As Donald Trump continues in his very controversial presidency of the US, you have to agree he is an agent of change. Whether you like or dislike his policies and his delivery, he is single-handedly spearheading a culture change within America that is also being emulated in other parts of the world. We'll find out for sure later this year how many of his fellow Americans support his style. That is assuming he will run again. But one thing for me is certain: it puts the culture of leadership front and centre.
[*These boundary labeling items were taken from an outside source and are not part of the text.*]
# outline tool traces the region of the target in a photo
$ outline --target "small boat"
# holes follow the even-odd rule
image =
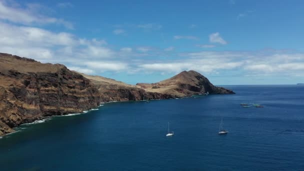
[[[222,121],[220,122],[220,128],[218,128],[218,134],[227,134],[228,133],[228,131],[224,130],[223,128],[222,123]]]
[[[170,132],[170,127],[169,127],[169,122],[168,122],[168,134],[167,134],[166,136],[170,136],[174,135],[174,132]]]

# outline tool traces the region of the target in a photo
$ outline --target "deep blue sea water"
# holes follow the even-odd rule
[[[225,87],[236,94],[108,103],[22,125],[0,138],[0,170],[304,170],[304,86]]]

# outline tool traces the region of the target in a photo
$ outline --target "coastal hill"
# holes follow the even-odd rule
[[[96,107],[100,96],[90,80],[63,65],[0,54],[0,135],[22,124]]]
[[[176,98],[175,96],[168,94],[146,92],[138,86],[128,84],[101,76],[79,74],[89,79],[96,86],[100,93],[100,102],[102,102],[168,99]]]
[[[208,79],[194,70],[184,71],[169,78],[154,84],[138,83],[148,92],[184,96],[196,94],[234,94],[232,90],[214,86]]]
[[[0,136],[22,124],[82,112],[101,102],[169,99],[207,92],[234,94],[192,70],[135,86],[70,70],[60,64],[0,53]]]

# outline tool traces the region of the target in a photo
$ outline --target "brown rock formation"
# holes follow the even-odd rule
[[[156,84],[132,86],[70,71],[62,64],[0,53],[0,136],[20,124],[81,112],[100,102],[168,99],[207,92],[234,94],[193,70]]]
[[[168,99],[176,97],[166,94],[146,92],[138,86],[100,76],[80,74],[96,85],[100,92],[101,102]]]
[[[234,94],[232,90],[214,86],[208,79],[194,70],[184,71],[158,82],[148,84],[138,83],[136,86],[148,92],[168,94],[179,96],[204,94]]]
[[[0,54],[0,135],[24,123],[100,104],[90,82],[64,66]]]

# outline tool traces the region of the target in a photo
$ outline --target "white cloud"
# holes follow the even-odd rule
[[[145,30],[158,30],[162,28],[162,26],[156,24],[138,24],[137,26],[139,28],[144,28]]]
[[[122,29],[116,29],[113,30],[113,33],[116,35],[124,34],[125,32],[126,32],[126,31]]]
[[[192,24],[189,26],[189,28],[195,28],[196,27],[196,24]]]
[[[188,39],[190,40],[198,40],[200,38],[198,38],[196,37],[192,36],[173,36],[174,39],[179,40],[179,39]]]
[[[214,44],[196,44],[196,46],[202,48],[212,48],[216,46]]]
[[[57,6],[62,8],[72,8],[74,6],[70,2],[60,2],[57,4]]]
[[[150,50],[150,48],[148,47],[139,47],[137,48],[138,51],[146,52]]]
[[[0,20],[26,25],[56,24],[62,24],[69,29],[74,28],[70,22],[63,19],[48,17],[34,14],[32,10],[27,9],[10,6],[9,4],[4,1],[0,1]]]
[[[246,16],[246,14],[242,14],[242,13],[239,14],[238,15],[238,16],[236,16],[236,19],[240,20],[240,18],[243,18]]]
[[[168,51],[172,51],[173,50],[174,50],[174,46],[170,46],[170,47],[168,47],[167,48],[165,48],[164,50],[167,51],[167,52]]]
[[[229,2],[232,4],[236,4],[236,0],[230,0]]]
[[[118,62],[94,61],[85,62],[84,64],[90,68],[98,70],[100,72],[104,71],[121,72],[128,69],[127,64]]]
[[[132,52],[132,48],[120,48],[120,51],[124,52]]]
[[[218,32],[209,35],[209,40],[212,43],[220,43],[222,44],[227,44],[227,42],[220,36]]]
[[[84,55],[90,57],[98,58],[109,58],[112,57],[114,52],[110,49],[102,46],[89,46],[82,50]]]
Here is a more local and less controversial story of culture. The Selfridges Group is a global department store retailer, that owns the Holt Renfrew chain in Canada, the Brown Thomas Group in Ireland and the Selfridges stores in the UK. To further maximise its reach and expertise in running profitable stores, it acquired de Bijenkorf, the Dutch department store retailer, in 2011.
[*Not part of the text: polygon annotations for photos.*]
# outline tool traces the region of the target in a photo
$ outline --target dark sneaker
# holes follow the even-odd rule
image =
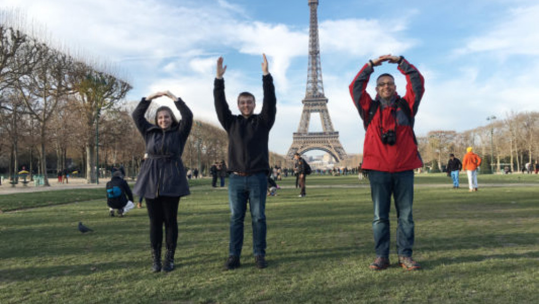
[[[257,255],[254,257],[254,265],[257,265],[257,268],[262,269],[268,267],[268,262],[266,261],[266,259],[264,255]]]
[[[239,262],[239,258],[236,255],[231,255],[229,257],[229,259],[226,260],[226,262],[225,263],[224,270],[233,270],[240,266],[241,264]]]
[[[384,270],[389,267],[389,258],[378,257],[374,262],[369,265],[369,268],[372,270]]]
[[[411,257],[399,257],[399,266],[407,270],[418,270],[421,268],[419,264]]]

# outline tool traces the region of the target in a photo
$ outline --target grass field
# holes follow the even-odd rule
[[[0,214],[0,303],[537,303],[539,177],[516,177],[480,176],[480,186],[537,185],[470,193],[451,189],[442,175],[418,176],[418,184],[446,184],[416,189],[418,272],[396,265],[394,210],[392,267],[368,268],[372,203],[366,182],[350,186],[355,177],[308,177],[302,199],[290,188],[293,179],[284,181],[267,202],[270,266],[262,270],[254,265],[248,216],[242,267],[221,270],[229,238],[224,189],[197,185],[182,199],[177,268],[157,274],[150,271],[144,209],[108,217],[104,200],[92,196],[103,196],[100,189],[33,194],[35,206],[52,203]],[[16,195],[0,196],[0,203]],[[77,202],[51,205],[51,197],[70,196]],[[79,220],[95,232],[81,234]]]

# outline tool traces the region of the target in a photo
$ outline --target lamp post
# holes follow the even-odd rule
[[[98,110],[95,117],[95,183],[99,184],[99,115],[101,109]]]
[[[197,134],[198,135],[197,136],[197,145],[198,148],[198,174],[200,174],[201,176],[202,176],[202,167],[201,165],[201,144],[202,143],[202,137],[201,136],[201,130],[202,128],[202,123],[200,121],[196,121],[195,123],[199,128]]]
[[[493,137],[494,136],[494,127],[493,121],[496,119],[496,116],[492,115],[487,118],[487,121],[490,124],[490,172],[494,174],[494,146],[493,143]]]

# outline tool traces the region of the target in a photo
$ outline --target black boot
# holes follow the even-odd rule
[[[174,250],[167,249],[165,253],[165,262],[163,264],[163,271],[168,272],[174,269]]]
[[[161,246],[158,245],[155,248],[151,248],[151,257],[154,264],[151,265],[151,271],[159,272],[161,271]]]

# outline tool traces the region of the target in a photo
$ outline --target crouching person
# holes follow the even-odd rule
[[[122,172],[114,171],[110,181],[107,183],[107,204],[110,209],[110,216],[114,216],[114,209],[118,210],[119,216],[123,216],[134,206],[133,201],[133,193],[127,182],[122,178]]]

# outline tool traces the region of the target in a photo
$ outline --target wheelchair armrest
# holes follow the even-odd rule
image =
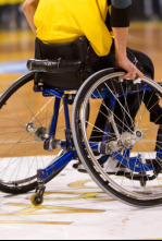
[[[84,62],[71,60],[38,60],[29,59],[27,61],[27,69],[36,72],[57,73],[61,71],[78,71],[84,67]]]

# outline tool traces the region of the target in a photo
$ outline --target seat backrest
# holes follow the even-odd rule
[[[86,37],[80,37],[67,44],[47,45],[36,38],[35,58],[40,60],[82,60],[86,62],[89,43]],[[78,88],[84,80],[84,70],[60,73],[38,73],[37,81],[51,87]]]

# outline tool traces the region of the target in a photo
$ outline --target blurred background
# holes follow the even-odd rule
[[[0,31],[28,29],[22,11],[24,0],[0,0]],[[162,0],[134,0],[133,21],[161,21]]]
[[[26,61],[34,57],[35,36],[22,11],[24,1],[0,0],[0,92],[27,72]],[[152,59],[161,81],[162,0],[134,0],[128,47]]]

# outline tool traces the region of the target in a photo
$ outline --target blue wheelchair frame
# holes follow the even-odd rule
[[[54,138],[54,136],[55,136],[61,99],[63,99],[64,117],[65,117],[65,125],[66,125],[66,129],[65,129],[66,141],[61,141],[61,148],[66,150],[66,153],[63,156],[59,157],[58,160],[55,160],[53,164],[51,164],[47,168],[40,169],[40,170],[37,171],[38,181],[40,181],[42,183],[45,183],[49,179],[49,177],[51,177],[55,171],[61,170],[71,160],[73,160],[77,157],[77,153],[75,150],[75,147],[74,147],[74,144],[73,144],[73,141],[72,141],[72,136],[71,136],[68,101],[67,101],[67,98],[64,97],[64,91],[68,91],[68,89],[57,89],[57,91],[54,91],[54,89],[49,89],[49,88],[40,88],[38,91],[38,92],[42,92],[42,95],[45,97],[55,96],[54,111],[53,111],[53,117],[52,117],[52,120],[51,120],[49,140]],[[132,92],[128,92],[128,93],[123,93],[123,94],[119,95],[119,97],[123,97],[123,96],[126,97],[128,95],[135,94],[137,92],[144,92],[144,91],[150,91],[150,87],[145,85],[136,92],[132,91]],[[99,95],[97,93],[95,95],[95,97],[91,96],[91,98],[107,98],[109,94],[110,94],[109,91],[105,89],[105,91],[102,91]],[[73,99],[75,98],[75,94],[72,95],[72,98]],[[110,110],[111,111],[114,110],[115,103],[116,103],[115,95],[111,94],[111,101],[110,101]],[[104,133],[109,133],[108,128],[107,128],[107,132],[104,132]],[[103,142],[105,141],[105,138],[108,138],[107,136],[103,135],[103,138],[102,138]],[[83,143],[83,145],[85,146],[84,143]],[[98,143],[92,142],[92,143],[89,143],[89,145],[90,145],[92,150],[98,150],[98,147],[99,147]],[[130,169],[133,172],[145,173],[146,171],[149,171],[149,170],[155,171],[153,165],[141,162],[142,159],[141,159],[140,155],[138,155],[138,157],[129,157],[129,153],[130,153],[130,150],[128,148],[126,148],[126,149],[124,149],[123,155],[121,155],[117,152],[114,152],[114,153],[111,154],[111,156],[114,157],[115,159],[117,159],[122,165],[124,165],[125,167]],[[160,158],[160,157],[162,157],[162,149],[160,149],[157,153],[157,158]]]

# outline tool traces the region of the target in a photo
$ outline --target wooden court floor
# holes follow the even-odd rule
[[[30,32],[0,33],[0,93],[27,70],[34,57]],[[155,81],[162,82],[162,23],[132,23],[128,47],[153,61]],[[89,176],[71,166],[47,186],[45,204],[30,205],[32,193],[0,193],[1,239],[161,239],[161,207],[138,209],[107,196]],[[151,218],[150,218],[151,217]],[[9,231],[10,230],[10,231]]]

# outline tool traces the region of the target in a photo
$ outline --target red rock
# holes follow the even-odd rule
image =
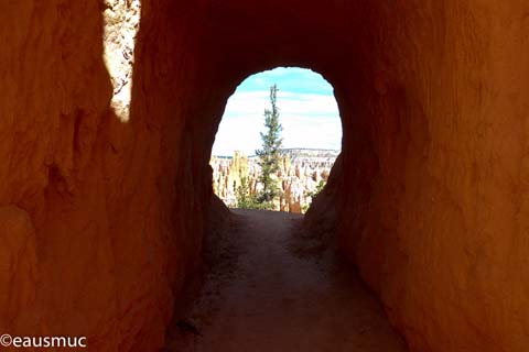
[[[2,329],[162,345],[226,100],[294,65],[335,87],[341,245],[411,349],[527,350],[527,1],[143,0],[127,122],[99,3],[0,6]]]

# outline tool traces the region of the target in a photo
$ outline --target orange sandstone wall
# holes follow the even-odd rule
[[[1,331],[162,345],[226,100],[295,65],[336,89],[339,243],[412,350],[529,346],[526,1],[143,0],[128,121],[100,1],[41,2],[0,4]]]
[[[97,0],[0,4],[0,331],[156,350],[198,260],[191,221],[204,220],[176,207],[188,201],[176,196],[180,134],[168,141],[161,121],[180,102],[148,101],[139,76],[130,120],[109,109],[102,10]]]
[[[373,70],[338,97],[341,243],[413,351],[529,349],[528,13],[380,6]]]

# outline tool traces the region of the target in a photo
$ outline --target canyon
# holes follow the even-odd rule
[[[289,148],[281,151],[280,170],[274,178],[281,195],[274,210],[304,213],[319,187],[324,185],[339,151]],[[229,208],[238,207],[240,193],[253,197],[262,189],[259,157],[234,152],[233,156],[212,156],[213,191]]]
[[[343,124],[306,231],[410,351],[528,349],[529,2],[118,3],[0,4],[2,333],[164,346],[229,218],[209,166],[226,101],[294,66],[333,85]]]

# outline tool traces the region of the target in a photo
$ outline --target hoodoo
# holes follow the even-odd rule
[[[344,132],[306,221],[336,219],[410,350],[529,349],[528,1],[128,1],[122,82],[116,3],[0,4],[0,334],[163,346],[226,101],[298,66],[334,86]]]

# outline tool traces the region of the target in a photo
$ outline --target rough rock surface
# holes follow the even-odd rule
[[[317,187],[325,185],[339,151],[284,150],[280,169],[274,174],[281,196],[274,210],[302,213],[310,207]],[[237,197],[246,183],[246,194],[255,197],[262,185],[258,156],[235,152],[233,157],[212,156],[213,190],[226,206],[237,208]]]
[[[162,345],[226,100],[292,65],[335,87],[342,167],[322,204],[411,349],[527,350],[527,1],[143,0],[127,121],[100,4],[0,4],[0,279],[22,273],[1,286],[2,331]]]

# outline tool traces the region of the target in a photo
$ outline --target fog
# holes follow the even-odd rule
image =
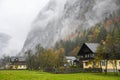
[[[18,54],[31,23],[48,1],[0,0],[0,56]]]

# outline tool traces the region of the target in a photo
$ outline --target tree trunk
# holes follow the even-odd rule
[[[108,60],[106,60],[105,74],[107,74],[107,68],[108,68]]]

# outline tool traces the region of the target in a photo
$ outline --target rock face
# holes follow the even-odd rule
[[[82,31],[120,12],[120,0],[50,0],[32,23],[23,51],[37,44],[54,46],[75,31]]]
Buying and integrating any acquisition is a challenge, but in this case, the fit with the overall group was strong. It was very clear that de Bijenkorf had more potential to grow sales and profitability, once the expertise of the wider group was integrated with it. As the ink was drying on the contract, a Selfridges Group team started to immerse itself in the new business and was careful to not be imposing or directive.
Within a few months, I was invited to delve in and get to grips with the culture, the strategy and the mechanics of how the organisation was run.
It quickly emerged how cultural leadership can differ across countries. Despite us treading lightly, some of the old leadership team saw us as interfering. Their expectation was that they would continue to operate forever as a stand-alone business, with simply the occasional update on progress to the group. That made for a steep learning curve.
Authority versus Decision-making
The thing is, regardless of whether it's during an acquisition or even just with business as usual, doing business across different cultures is challenging. In our day-to-day activities, most of us concentrate on strategy and operational detail.
We busy ourselves talking about new products, cutting costs, driving synergies and developing new markets. We just don't give enough airtime to the topic of culture. Considered a softer issue by many, but the crucial one in my experience.
I want to focus here on two key dimensions of leadership culture. One is authority and the other is decision-making. In some cultures, they are one and the same. But let me illustrate how they are very different. Here, I will draw from excellent research from Erin Meyer, professor at INSEAD.
Since modern management theory started to develop (mainly in the US) in the 1960s, we have learned that being democratic is much more preferable and effective to being authoritarian.
Leaders encourage their people to speak up, to use first names and, ultimately, have become more inclusive. Empowerment is also a new buzzword and 'management by objectives' has become the norm. Tentative problem-solving is encouraged at ground level and then escalated to management for a decision. And it is expected that decisions are then made quickly.
In this context, Americans see the Japanese, Germans and Dutch as very hierarchical. Yet in Japanese and German culture, where positional authority is indeed still prevalent, decision-making is much more consensual and collaborative.
Problems are discussed at ground level and solutions are sought. Leaders then act more as facilitators, rather than decision-makers.
It's interesting that the different management styles I described earlier between the Selfridges and de Bijenkorf teams were within Europe, where only a few hundred miles separate us.
But as I then described the differences in American, Japanese and German management styles, what can we say about culture differences from Chicago to Cork, Cologne to Cairo, and further east to Cebu?
Tips on the four cultures of leadership
Consider the two dimensions that Meyer refers to and imagine them intersecting on a 2x2 matrix. Then consider the team you manage, their preferred style, and adapt accordingly.
1 Hierarchical and top-down
I was speaking with an Irish organisation that has a joint venture with a Saudi Arabian partner. This culture of leadership is very prevalent in that country. My client needs to flip its default collaborative and democratic style and be more directive. That's what they expect and need. So they should be clear on expectations and not make flippant or off-the-cuff remarks, as they may be taken literally.
2 Hierarchical and collaborative
This is where teams expect the boss to make decisions but will also expect to be consulted beforehand. The leader should therefore ask lots of questions but check for quality of input and reasoning behind opinions, before making a decision. I personally use this style in Germany.
3 Democratic and top-down
Regardless of your status in the team, speak up before the decision is made. But even if you don't agree with the final decision, support it as if it was your own. You've had your say and you didn't manage to convince the relevant person. So accept it and move on positively.
4 Democratic and collaborative
This is where the team gets involved in making decisions and may get upset if the leader takes over. The leader's job is to facilitate the process. Accept decision-making will take longer but the execution of decisions will be swift.
The Last Word
BoyleSports recently announced its acquisition of some additional William Hill stores. It won't have different national cultural norms to contend with, but that does not mean it can ignore organisational differences. Every organisation has a culture, even if it is not defined or written down.
The challenge is to take time to understand differences. Leaving geographic borders aside, this is intended to illustrate differences that can even exist within the same firm. After all, individuals bring different styles to the job based on past experiences of other organisations. Recognising and embracing difference is your challenge.